TJMS vai reduzir relação a três nomes antes da decisão final do governador Eduardo Riedel

A definição dos seis nomes indicados pela advocacia sul-mato-grossense abriu oficialmente a etapa final do processo que vai escolher o novo desembargador do Tribunal de Justiça de Mato Grosso do Sul (TJMS) pelo quinto constitucional. A partir de agora, a decisão passa ao Tribunal Pleno, responsável por reduzir a lista e encaminhar os três finalistas ao governador Eduardo Riedel (PP), a quem caberá a nomeação.

Com a lista sêxtupla já formada pela Ordem dos Advogados do Brasil – Seccional Mato Grosso do Sul (OAB-MS), o processo segue para análise dos desembargadores, que vão avaliar currículos, trajetórias e atuação profissional dos indicados antes da votação interna. A expectativa nos bastidores do Judiciário é de que a escolha da lista tríplice ocorra até julho, embora não exista prazo legal obrigatório para a deliberação. Após essa etapa, o nome escolhido pelo governador encerrará o processo de sucessão da vaga no tribunal.

A lista foi definida na última sexta-feira pelo Conselho Seccional da OAB-MS e segue a regra de paridade de gênero, com três mulheres e três homens. Entre as advogadas, foram escolhidas Ana Carolina Ali Garcia, atual procuradora do Estado, com 43 votos; Regina Iara Ayub Bezerra e Silmara Salamaia Gonçalves, ambas com 42 votos. Já entre os advogados, integram a relação José Eduardo Chemin Cury, Ewerton Araújo de Brito e José Roberto Rodrigues da Rosa, que obtiveram 41, 39 e 35 votos, respectivamente.

A formação também respeita o modelo do quinto constitucional, que reserva parte das vagas dos tribunais à advocacia e ao Ministério Público, previsto na Constituição Federal.

Após a definição, o presidente da OAB-MS informou que a lista será encaminhada ao TJMS. Ele destacou o caráter técnico do processo e afirmou que a escolha ocorreu em “altíssimo nível”, com debates considerados qualificados entre os conselheiros.

Próximos passos no TJMS

No Tribunal Pleno, os desembargadores terão a missão de reduzir a lista de seis para três nomes. Só então o processo seguirá para o governador, que terá prazo constitucional de até 20 dias para fazer a nomeação. A vaga em disputa foi aberta após a saída de um desembargador que deixou o cargo neste ano para retornar à advocacia.
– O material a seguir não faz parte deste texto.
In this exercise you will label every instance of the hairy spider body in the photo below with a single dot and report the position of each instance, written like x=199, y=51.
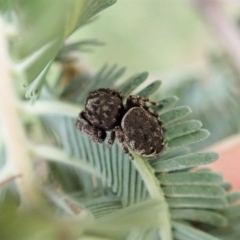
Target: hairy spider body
x=142, y=132
x=135, y=125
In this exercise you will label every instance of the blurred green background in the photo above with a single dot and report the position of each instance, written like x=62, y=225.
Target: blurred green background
x=154, y=35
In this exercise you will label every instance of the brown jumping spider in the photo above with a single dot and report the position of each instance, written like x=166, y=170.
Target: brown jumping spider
x=135, y=125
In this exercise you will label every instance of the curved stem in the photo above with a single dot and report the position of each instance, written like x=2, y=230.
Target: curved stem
x=13, y=132
x=42, y=107
x=155, y=192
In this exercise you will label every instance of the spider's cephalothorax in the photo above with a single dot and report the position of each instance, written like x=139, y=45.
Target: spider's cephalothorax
x=136, y=125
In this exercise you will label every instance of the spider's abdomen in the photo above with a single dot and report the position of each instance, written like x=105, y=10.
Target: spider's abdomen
x=142, y=132
x=103, y=110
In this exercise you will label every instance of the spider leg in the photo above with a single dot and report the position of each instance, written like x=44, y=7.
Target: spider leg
x=97, y=135
x=112, y=92
x=135, y=100
x=82, y=116
x=112, y=138
x=120, y=137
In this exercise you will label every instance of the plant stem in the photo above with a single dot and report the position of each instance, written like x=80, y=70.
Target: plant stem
x=13, y=132
x=155, y=192
x=42, y=107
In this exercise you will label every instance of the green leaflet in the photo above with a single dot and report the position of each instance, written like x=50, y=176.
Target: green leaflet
x=196, y=215
x=191, y=178
x=226, y=185
x=205, y=203
x=185, y=161
x=182, y=129
x=174, y=115
x=200, y=191
x=168, y=102
x=183, y=232
x=233, y=197
x=188, y=139
x=106, y=76
x=233, y=212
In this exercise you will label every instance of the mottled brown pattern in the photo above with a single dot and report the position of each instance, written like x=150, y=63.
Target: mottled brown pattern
x=142, y=132
x=136, y=125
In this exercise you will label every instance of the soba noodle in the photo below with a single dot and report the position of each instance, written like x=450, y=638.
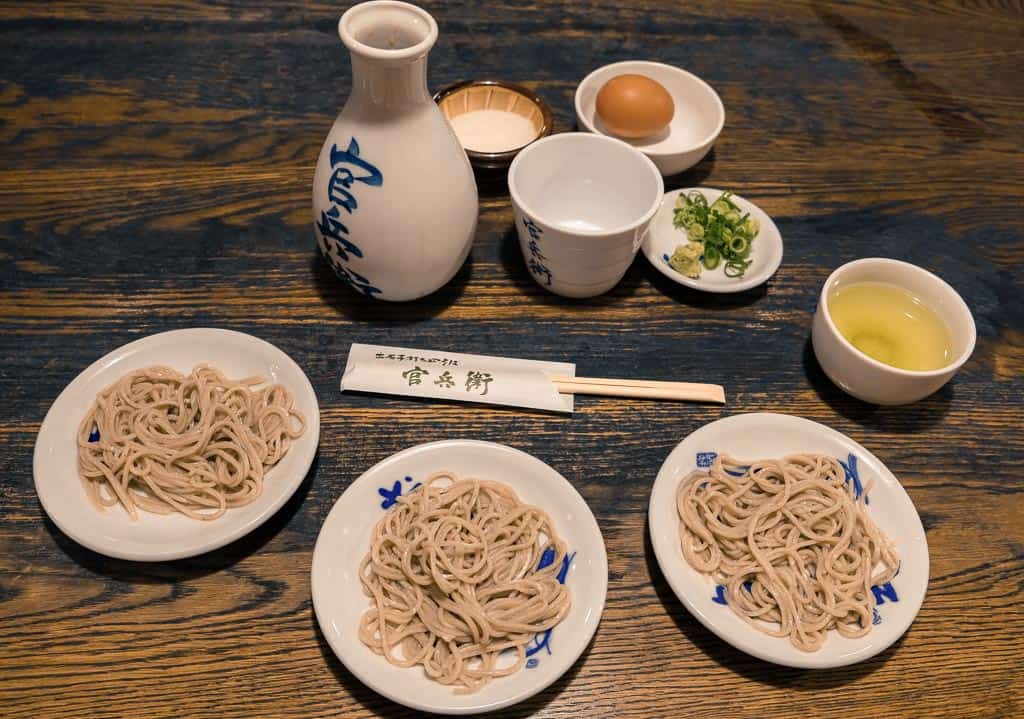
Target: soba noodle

Embora a legislação permita diferentes prazos, a expectativa é de que todo o trâmite seja concluído em cerca de 60 dias, dependendo do calendário de sessões e da tramitação interna do Tribunal. Caso a nomeação não ocorra dentro do prazo constitucional, a Constituição prevê que a escolha poderá recair sobre o mais votado da lista tríplice, conforme o artigo 94.

O novo desembargador ocupará uma cadeira destinada à advocacia dentro do quinto constitucional, mecanismo que busca equilibrar a composição dos tribunais com representantes externos ao Judiciário.